Toyouse - wymarła osada położona na kompletnym odludziu w Kraju Mrozu. Miejsce to jest kompletnym obrazem śmierci i przemijania; puste domy, martwe psy na łańcuchach, przemarzłe trupy sprzed bodaj dwóch lat odsłonięte na wiosnę przez topniejącą warstwę śniegu. Panowała wiosna, jednak tak paskudna, że aż za łatwo było ją pomylić ze środkiem jesieni. Niebo było przysłonięte szarymi chmurami, a ci, którzy zdołali tu kiedyś zawędrować lub zabłądzić prędko się stąd wycofywali, uznając Toyouse za miejsce przeklęte, opuszczone przez wszystkich bogów. To wszystko składało się na najbardziej ponure miejsce ze wszystkich.
____________________________________________________________________________________________________________
Seitaro jednak nie bez powodu wybrał to miejsce. Było względnie bezpieczne, kompletnie oddalone od innych siedzib ludzkich, wprost idealne miejsce do rozmowy w cztery oczy. Maji nieszczególnie przejął się widokiem wioski, kiedy do niej przybył. Za dużo w życiu już widział, by przejmować się kolejnymi zgliszczami. Jedyne, co go zastanowiło to fakt, że część ciał nadal nie została pogrzebana, albo zjedzona przez liczne drapieżniki zamieszkujące te dzikie ziemie. Nie mógł pamiętać takiego szczegółu, ale wszystkie zwłoki pozostały w tej samej pozycji i miejscu, w których były dwa lata temu.
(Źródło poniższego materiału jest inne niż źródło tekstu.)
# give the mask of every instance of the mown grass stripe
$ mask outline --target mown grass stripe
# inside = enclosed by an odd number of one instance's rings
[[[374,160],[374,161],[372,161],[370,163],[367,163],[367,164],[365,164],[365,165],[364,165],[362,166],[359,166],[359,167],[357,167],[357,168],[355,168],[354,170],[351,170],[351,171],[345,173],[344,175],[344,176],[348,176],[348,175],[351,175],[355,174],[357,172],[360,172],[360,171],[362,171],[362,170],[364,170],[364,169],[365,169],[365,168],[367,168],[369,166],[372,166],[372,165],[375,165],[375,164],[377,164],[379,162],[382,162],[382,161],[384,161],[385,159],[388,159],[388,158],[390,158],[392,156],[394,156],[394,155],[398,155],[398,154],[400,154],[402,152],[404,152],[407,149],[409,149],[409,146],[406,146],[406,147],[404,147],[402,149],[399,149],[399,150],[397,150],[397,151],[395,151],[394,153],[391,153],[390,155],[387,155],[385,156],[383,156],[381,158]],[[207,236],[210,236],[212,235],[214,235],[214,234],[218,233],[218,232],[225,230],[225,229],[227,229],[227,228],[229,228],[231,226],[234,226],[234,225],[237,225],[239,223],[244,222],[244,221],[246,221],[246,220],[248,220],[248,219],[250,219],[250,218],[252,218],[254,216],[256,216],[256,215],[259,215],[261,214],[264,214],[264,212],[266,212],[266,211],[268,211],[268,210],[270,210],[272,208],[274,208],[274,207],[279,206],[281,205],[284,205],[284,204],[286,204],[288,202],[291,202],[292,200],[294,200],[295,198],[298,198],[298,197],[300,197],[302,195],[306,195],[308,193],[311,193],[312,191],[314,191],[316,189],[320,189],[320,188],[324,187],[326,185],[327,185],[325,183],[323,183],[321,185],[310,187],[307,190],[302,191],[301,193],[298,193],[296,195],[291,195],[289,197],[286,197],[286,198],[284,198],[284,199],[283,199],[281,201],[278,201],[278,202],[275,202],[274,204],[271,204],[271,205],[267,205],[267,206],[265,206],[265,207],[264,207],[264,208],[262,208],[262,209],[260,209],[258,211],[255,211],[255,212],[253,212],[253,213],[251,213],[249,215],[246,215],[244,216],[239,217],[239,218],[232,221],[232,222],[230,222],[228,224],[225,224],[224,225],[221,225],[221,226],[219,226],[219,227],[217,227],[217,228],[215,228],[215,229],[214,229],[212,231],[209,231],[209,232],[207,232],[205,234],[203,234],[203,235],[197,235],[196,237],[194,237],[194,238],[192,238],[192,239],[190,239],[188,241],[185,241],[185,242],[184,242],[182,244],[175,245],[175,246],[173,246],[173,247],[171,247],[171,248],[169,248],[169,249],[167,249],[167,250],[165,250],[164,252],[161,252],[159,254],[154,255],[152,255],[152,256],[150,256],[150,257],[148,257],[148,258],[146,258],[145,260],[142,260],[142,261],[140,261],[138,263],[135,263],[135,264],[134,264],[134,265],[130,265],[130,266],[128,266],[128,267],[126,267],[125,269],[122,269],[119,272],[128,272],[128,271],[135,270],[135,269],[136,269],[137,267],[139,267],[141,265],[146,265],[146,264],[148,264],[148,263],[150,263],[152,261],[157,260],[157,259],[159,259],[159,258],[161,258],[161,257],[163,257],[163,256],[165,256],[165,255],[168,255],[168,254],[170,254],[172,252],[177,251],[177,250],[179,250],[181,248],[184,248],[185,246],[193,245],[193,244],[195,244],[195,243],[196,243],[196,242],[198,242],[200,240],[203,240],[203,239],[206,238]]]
Sunijczyk przeszedł kawałek i skierował się po kamiennych schodach do domu sołtysa, który chyba jako jedyny jeszcze się trzymał i nie wyglądał tak, jakby miał zaraz runąć. Tam miał zamiar przemedytować, by skrócić sobie czas oczekiwania na Inozę. Ptak powinien był dotrzeć znacznie szybciej, toteż jeśli Inoza odebrał wiadomość miał szansę zbiec się w czasie z Seitaro.